Had they kept their eyes fixed on the Promised Land just beyond the horizon they would have remained sure-footed as they made their way through the wilderness.
For us, the cross of Christ is the bright beacon. We will not keep it in view if we fall in with a culture drunk on a fiction of rights. Only half-a-century ago a U.S. president declared, “Ask not what your country can do for you; ask what you can do for your country.”
The thunderous applause had scarcely died when politicians of both parties began telling citizens of rights they never knew they had and how by voting the right way they would fix all their wrongs. It was not always thus.
In a less sensitive age, some let their feelings be known even when one of high rank was involved. One such was General McClellan. President Lincoln paid a call at McClellan’s home to consult him on a military matter.
The general was away at a reception. Lincoln waited some considerable time. When McClellan at last returned he was informed immediately that the president was waiting to see him. And he proceeded down the hall and up the stairs to his chamber and sent word to Lincoln, waiting in the parlor, that the general had gone to bed.
Lincoln never mentioned the insult but word of it leaked out. The president did not call on McClellan again until September 1862. General Lee had dealt the Union Army a stinging defeat at the second Battle of Bull Run.
The president visited McClellan this time to ask him to take charge of the dispirited and disorganized Army of the Potomac. Lincoln’s friends did ask why he would visit, to say nothing of promote, a man who had offended him so grievously.
“Why,” said Lincoln, “I would be willing to hold McClellan’s horse if only he will give victory to our army.”
Many more Union troops might have perished if the president had stood on his honor. Instead, he kept his eye on the prize, honor be damned. Something like Christ.
For my part, I thank Jesus for neglecting – no, forfeiting -- His rights. If Jesus had demanded His due He would have steered a course far wide of the cross, He would have paid no price for sin. If Jesus had kept score . . . I would be beyond hope, irretrievably lost.
But Jesus abandoned His rights and paid for my wrongs. He gave up the glory of His Father’s presence, His place in the very throne room of God, to descend to earth and accept my punishment. He emptied Himself that I might be filled. And I am filled and I will be filled.
Beloved, we can live in the dual reality of this Christian life. Our Lord was in the form of God, a perfect representation of the Father. We are made in the image of God, an image at first uncorrupted but then contaminated by sin.
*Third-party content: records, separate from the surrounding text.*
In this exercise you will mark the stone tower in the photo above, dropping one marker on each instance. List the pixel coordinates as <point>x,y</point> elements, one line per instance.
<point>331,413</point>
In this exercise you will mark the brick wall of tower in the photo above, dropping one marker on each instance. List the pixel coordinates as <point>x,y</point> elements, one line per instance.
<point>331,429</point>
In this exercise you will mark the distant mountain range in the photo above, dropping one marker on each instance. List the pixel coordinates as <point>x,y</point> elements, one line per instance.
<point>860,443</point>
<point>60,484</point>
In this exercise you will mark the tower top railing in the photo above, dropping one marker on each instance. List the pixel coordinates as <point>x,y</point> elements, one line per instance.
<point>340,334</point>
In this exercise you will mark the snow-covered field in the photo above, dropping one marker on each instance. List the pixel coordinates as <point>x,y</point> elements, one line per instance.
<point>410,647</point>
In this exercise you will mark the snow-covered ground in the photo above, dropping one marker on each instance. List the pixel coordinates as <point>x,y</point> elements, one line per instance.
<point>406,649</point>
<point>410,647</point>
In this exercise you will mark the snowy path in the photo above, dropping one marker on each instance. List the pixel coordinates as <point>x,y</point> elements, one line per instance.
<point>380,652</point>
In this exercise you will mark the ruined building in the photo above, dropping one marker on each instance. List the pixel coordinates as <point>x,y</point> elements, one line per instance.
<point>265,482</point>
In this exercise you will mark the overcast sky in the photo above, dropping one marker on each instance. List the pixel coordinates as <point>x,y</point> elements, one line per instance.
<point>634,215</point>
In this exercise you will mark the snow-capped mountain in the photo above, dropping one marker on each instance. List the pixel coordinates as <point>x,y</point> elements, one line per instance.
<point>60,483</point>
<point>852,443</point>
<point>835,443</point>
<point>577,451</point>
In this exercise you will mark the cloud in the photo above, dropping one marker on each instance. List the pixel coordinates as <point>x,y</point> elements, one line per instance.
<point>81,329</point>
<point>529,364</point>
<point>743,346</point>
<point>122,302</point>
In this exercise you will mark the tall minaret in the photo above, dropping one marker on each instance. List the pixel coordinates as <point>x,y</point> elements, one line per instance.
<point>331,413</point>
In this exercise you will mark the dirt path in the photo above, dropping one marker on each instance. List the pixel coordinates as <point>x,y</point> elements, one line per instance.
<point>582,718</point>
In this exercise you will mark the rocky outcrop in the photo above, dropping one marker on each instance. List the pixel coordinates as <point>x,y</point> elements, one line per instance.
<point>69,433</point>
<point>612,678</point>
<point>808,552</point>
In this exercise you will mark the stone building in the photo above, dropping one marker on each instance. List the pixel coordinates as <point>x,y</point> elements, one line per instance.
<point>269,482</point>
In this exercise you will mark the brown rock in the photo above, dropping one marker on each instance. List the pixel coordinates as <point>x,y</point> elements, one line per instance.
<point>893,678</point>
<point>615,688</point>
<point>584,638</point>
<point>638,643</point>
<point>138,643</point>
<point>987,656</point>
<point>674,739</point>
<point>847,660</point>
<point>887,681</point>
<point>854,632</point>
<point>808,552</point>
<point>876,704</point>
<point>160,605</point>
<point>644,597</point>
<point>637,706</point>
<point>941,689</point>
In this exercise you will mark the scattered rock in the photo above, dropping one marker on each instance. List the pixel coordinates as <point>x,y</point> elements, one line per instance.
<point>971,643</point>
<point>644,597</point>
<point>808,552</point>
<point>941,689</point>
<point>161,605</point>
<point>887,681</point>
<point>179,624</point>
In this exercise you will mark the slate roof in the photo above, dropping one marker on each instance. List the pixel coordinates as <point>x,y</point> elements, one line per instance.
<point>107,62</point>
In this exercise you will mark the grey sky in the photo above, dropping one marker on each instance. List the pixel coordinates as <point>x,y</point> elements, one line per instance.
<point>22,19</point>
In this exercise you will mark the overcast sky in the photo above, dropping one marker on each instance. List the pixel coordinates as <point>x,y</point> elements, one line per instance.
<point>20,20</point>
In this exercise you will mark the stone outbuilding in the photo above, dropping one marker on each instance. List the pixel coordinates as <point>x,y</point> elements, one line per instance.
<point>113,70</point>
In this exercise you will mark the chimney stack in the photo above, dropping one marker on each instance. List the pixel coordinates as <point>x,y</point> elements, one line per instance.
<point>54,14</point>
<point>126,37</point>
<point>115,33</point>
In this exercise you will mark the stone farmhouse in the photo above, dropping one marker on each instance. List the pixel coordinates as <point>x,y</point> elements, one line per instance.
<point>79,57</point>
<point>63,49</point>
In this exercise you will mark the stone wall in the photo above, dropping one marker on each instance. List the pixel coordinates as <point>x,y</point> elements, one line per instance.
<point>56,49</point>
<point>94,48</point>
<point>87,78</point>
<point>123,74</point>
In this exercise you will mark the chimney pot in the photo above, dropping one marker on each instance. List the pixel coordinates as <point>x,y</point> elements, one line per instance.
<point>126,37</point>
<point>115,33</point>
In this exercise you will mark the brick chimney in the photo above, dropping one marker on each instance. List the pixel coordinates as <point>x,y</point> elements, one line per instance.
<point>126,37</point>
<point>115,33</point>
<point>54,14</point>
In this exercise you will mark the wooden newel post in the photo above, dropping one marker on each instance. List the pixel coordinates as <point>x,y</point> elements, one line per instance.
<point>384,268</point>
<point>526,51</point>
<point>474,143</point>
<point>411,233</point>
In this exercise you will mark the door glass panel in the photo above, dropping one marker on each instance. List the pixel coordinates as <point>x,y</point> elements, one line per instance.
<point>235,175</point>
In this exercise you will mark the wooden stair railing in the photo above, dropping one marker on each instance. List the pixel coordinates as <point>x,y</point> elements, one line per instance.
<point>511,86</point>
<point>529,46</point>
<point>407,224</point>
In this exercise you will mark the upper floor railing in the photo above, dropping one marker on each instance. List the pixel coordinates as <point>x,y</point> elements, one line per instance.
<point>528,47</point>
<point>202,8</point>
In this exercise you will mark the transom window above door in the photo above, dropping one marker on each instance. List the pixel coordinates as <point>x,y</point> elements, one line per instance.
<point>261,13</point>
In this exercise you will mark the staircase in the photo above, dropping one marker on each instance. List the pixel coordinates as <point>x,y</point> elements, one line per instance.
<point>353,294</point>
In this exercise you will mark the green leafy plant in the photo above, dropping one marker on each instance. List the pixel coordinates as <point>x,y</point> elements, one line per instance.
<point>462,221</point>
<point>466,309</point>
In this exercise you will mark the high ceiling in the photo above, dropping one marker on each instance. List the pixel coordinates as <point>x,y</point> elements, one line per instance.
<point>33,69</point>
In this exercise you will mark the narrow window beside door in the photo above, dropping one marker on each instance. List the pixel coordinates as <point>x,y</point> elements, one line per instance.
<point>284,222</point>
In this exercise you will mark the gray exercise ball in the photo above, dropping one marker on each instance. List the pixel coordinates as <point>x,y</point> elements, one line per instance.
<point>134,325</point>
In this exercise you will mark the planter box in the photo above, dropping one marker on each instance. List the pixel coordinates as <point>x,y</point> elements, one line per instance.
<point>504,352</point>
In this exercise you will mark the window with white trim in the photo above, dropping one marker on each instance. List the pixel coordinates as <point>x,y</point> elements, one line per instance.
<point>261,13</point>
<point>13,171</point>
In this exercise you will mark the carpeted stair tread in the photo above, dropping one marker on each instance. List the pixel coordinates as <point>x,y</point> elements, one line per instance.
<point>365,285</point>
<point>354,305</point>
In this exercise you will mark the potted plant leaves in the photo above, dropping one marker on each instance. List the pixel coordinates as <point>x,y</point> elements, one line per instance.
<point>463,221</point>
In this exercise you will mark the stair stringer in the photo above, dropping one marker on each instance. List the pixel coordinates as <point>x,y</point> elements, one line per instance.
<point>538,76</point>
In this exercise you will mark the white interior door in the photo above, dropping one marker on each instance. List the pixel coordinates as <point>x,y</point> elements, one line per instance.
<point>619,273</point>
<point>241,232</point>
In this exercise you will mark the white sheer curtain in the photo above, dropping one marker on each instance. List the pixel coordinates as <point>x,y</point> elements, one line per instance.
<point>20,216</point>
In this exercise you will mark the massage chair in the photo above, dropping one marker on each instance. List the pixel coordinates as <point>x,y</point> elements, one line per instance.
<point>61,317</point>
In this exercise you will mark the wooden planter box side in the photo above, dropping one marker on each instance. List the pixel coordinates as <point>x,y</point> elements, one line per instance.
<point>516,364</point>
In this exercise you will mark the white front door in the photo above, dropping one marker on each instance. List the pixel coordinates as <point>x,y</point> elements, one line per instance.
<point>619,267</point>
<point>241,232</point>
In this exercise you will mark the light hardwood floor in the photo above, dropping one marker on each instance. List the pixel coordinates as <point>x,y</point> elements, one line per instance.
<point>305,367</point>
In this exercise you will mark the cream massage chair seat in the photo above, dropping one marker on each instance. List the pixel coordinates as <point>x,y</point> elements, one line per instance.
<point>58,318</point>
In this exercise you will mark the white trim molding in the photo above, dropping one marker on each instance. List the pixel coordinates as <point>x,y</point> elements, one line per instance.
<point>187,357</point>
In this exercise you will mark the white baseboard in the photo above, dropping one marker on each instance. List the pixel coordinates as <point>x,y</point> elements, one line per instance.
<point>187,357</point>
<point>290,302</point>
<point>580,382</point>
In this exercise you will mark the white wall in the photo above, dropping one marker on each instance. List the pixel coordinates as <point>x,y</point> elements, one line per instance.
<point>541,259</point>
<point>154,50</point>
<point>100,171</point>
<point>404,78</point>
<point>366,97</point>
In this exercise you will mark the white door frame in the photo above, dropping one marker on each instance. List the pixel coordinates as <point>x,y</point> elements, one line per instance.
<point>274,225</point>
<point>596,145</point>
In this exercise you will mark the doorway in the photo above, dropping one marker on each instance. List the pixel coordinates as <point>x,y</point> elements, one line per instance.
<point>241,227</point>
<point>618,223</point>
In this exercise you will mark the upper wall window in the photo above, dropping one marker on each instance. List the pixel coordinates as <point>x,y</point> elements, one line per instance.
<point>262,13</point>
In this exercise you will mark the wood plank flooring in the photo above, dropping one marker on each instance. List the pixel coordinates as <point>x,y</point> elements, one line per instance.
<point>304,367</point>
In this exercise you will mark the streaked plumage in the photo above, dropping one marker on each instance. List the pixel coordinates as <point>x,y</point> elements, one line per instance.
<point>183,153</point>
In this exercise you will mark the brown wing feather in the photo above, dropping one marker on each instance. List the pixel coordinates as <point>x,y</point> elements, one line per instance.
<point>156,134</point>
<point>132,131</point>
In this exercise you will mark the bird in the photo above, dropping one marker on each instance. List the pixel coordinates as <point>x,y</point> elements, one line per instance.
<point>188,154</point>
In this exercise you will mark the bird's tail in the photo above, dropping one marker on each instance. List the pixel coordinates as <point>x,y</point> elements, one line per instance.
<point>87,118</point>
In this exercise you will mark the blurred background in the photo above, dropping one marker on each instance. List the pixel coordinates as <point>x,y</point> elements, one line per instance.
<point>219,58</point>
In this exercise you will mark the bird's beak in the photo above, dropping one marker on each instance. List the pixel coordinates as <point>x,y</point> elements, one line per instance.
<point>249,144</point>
If we let this mind be in us which was also in Christ Jesus . . . Let us not count equality with Christ a thing to be grasped. Let us not consider it robbery to be equal with Christ. Let us make ourselves of no reputation, taking the form of a bondservant.
And then let us be exalted with Him in our baptism . . . but exalted not for our own glory but for the glory of our Lord. We are His witnesses, washed clean to know Him and love Him and serve Him.
Our struggle to make sense of the pain and affliction in us and around us resolves itself at His cross. As good conquers evil through submission to the divine plan, crucifixion augurs resurrection and death’s decay surrenders to life’s eternal radiance.
Our suffering leads in due time to death . . . and death leads to newness of life.
And now as we approach His table we enter again and anew into the duality of life in Christ. The loaf is the broken body . . . yet the bread of life. The cup is the spilt blood . . . yet the elixir of salvation. Our victory is in Jesus, who hung on a cross; all glory be to Him. Amen.